BEYROUTH: Quatorze personnes sont décédées dans l'effondrement dimanche d'un immeuble à Tripoli, dans le nord du Liban, où les opérations de recherche sont terminées, a annoncé lundi le chef de la Défense civile.

Il s'agit de la deuxième catastrophe de ce type en quelques semaines dans cette ville où de nombreux édifices sont encore considérés à risque après un puissant séisme dans la région en février 2023.

Le bâtiment situé dans le quartier pauvre de Bab al-Tabbaneh comprenait deux blocs, chacun constitué de six appartements, et quelque 22 personnes se trouvaient à l'intérieur au moment de l'effondrement.

"Les recherches et les opérations de secours sont terminées dans l'immédiat", a déclaré à la presse le chef de la Défense civile, Imad Khreish.

Huit résidents ont été secourus mais "malheureusement 14 personnes sont décédées", a-t-il précisé, en révisant à la hausse un bilan précédent de neuf morts.

Le maire de Tripoli, Abdel Hamid Karimeh, a déclaré dimanche la "ville sinistrée" en raison de l'insécurité de ses bâtiments.

Le Premier ministre libanais Nawaf Salam a lui dénoncé une "catastrophe", attribuée à "de longues années de négligence accumulée".

Le Liban compte de nombreux bâtiments délabrés.

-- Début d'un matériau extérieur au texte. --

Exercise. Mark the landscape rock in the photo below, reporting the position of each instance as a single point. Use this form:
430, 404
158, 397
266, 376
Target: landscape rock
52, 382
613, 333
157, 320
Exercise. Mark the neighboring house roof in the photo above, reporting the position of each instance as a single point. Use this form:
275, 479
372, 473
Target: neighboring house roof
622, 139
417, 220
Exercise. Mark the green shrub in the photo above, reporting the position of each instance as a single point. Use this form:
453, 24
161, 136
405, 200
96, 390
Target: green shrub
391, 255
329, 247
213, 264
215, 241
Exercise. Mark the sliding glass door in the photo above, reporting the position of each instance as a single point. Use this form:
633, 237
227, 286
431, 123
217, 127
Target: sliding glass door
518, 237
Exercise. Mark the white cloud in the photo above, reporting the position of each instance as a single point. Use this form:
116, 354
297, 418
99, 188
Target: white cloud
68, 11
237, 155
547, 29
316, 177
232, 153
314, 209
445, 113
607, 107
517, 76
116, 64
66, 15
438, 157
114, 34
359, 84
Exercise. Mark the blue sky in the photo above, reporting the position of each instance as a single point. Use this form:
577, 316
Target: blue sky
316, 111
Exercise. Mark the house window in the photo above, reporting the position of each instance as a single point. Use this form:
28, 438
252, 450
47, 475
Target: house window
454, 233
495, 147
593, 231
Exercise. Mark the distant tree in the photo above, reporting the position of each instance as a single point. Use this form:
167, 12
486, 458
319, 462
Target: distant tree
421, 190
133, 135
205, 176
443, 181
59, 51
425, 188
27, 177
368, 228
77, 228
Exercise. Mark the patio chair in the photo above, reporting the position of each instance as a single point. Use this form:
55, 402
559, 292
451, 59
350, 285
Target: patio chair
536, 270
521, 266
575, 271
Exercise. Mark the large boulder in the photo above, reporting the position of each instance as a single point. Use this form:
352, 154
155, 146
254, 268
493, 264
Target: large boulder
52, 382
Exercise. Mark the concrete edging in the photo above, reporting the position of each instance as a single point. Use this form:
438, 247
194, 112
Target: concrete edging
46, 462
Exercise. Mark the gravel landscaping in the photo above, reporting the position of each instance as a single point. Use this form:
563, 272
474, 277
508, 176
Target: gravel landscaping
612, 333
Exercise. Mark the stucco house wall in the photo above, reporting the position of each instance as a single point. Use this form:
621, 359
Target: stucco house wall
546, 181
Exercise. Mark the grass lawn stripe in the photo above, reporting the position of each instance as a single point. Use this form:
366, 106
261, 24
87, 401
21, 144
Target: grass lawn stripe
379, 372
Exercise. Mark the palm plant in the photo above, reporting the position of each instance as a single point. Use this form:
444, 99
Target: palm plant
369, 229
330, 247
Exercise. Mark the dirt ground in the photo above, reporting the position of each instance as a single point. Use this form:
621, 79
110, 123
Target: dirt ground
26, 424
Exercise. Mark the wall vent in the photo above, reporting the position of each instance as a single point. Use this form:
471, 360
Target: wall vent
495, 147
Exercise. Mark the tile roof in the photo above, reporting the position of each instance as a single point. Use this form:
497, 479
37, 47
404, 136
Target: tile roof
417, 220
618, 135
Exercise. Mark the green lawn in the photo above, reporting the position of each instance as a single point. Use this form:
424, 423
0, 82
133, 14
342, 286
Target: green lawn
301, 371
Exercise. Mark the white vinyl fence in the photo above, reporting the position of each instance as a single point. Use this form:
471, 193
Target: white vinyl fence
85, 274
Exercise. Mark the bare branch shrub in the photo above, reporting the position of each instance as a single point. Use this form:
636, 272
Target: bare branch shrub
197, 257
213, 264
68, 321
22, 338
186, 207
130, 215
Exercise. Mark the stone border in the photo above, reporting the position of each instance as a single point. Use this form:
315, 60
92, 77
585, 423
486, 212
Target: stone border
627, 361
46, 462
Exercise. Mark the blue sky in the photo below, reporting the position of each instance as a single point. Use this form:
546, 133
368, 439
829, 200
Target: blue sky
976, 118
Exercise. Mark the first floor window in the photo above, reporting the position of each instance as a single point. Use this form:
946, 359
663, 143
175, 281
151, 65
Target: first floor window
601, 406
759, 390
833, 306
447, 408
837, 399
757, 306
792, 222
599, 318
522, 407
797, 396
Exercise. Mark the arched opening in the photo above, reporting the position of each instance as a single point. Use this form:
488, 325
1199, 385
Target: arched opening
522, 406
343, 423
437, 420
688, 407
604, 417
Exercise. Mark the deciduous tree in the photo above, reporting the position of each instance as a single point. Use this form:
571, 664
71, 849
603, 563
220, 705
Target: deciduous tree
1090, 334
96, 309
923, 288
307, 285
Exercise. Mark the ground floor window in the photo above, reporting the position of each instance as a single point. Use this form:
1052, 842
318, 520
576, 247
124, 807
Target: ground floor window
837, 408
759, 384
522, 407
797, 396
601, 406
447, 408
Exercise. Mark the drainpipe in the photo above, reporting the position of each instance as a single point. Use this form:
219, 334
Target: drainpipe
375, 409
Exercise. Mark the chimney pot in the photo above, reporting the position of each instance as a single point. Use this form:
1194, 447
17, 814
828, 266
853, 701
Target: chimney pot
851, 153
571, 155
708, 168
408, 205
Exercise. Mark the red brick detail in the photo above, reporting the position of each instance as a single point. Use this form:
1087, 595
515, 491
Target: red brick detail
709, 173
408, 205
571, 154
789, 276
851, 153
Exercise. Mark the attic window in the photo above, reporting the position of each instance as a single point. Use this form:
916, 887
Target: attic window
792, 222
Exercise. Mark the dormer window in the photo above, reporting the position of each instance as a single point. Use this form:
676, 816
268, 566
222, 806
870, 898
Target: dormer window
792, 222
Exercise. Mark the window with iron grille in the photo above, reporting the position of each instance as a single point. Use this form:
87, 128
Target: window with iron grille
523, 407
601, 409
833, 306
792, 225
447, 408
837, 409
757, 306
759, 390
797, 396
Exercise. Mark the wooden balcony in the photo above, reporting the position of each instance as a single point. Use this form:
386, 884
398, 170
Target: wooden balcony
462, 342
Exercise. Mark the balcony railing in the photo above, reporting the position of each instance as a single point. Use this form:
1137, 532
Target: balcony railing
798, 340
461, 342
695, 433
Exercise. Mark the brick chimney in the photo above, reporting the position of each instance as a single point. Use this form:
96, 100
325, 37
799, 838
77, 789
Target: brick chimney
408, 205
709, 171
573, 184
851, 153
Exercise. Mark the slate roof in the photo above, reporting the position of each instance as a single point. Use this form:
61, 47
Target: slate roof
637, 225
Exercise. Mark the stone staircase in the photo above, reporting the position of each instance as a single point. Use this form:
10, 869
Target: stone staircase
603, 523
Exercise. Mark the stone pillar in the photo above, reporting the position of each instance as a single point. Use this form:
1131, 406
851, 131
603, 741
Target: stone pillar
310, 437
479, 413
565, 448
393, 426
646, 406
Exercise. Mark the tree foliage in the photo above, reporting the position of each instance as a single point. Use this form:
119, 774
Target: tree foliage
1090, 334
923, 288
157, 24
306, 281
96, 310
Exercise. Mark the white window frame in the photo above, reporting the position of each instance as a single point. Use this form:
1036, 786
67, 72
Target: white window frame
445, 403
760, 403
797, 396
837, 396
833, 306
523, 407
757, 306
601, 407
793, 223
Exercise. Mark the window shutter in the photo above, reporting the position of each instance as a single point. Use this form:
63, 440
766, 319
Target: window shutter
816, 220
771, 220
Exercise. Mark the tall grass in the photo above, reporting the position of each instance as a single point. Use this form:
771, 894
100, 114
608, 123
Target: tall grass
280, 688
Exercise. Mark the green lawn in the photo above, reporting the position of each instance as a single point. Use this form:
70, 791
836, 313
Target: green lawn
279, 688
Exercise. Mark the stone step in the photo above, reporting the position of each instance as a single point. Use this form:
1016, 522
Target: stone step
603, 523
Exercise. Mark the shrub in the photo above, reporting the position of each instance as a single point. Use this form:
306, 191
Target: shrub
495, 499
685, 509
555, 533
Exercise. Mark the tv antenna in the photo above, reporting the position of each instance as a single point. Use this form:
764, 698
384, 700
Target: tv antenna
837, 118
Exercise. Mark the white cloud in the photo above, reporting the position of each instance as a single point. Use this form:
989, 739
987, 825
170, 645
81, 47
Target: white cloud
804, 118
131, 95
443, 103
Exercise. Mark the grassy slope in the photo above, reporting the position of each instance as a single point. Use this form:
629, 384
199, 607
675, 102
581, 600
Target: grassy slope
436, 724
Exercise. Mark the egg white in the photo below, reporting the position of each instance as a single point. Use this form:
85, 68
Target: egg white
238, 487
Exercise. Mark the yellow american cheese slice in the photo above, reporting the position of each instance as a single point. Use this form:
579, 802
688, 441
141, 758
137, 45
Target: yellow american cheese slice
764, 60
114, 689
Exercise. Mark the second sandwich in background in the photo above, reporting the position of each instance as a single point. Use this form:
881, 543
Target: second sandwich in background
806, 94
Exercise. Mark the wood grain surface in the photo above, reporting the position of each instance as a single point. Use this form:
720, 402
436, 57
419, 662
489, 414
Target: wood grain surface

Beaucoup d'immeubles ont été construits illégalement, notamment pendant la guerre civile de 1975-1990, tandis que certains propriétaires ont ajouté des étages à des bâtiments sans autorisation.

En 2024, l'organisation de défense des droits humains Amnesty International estimait que "des milliers de personnes" vivaient encore dans des bâtiments à risque à Tripoli, plus d'un an après un puissant séisme ayant surtout frappé la Turquie et la Syrie.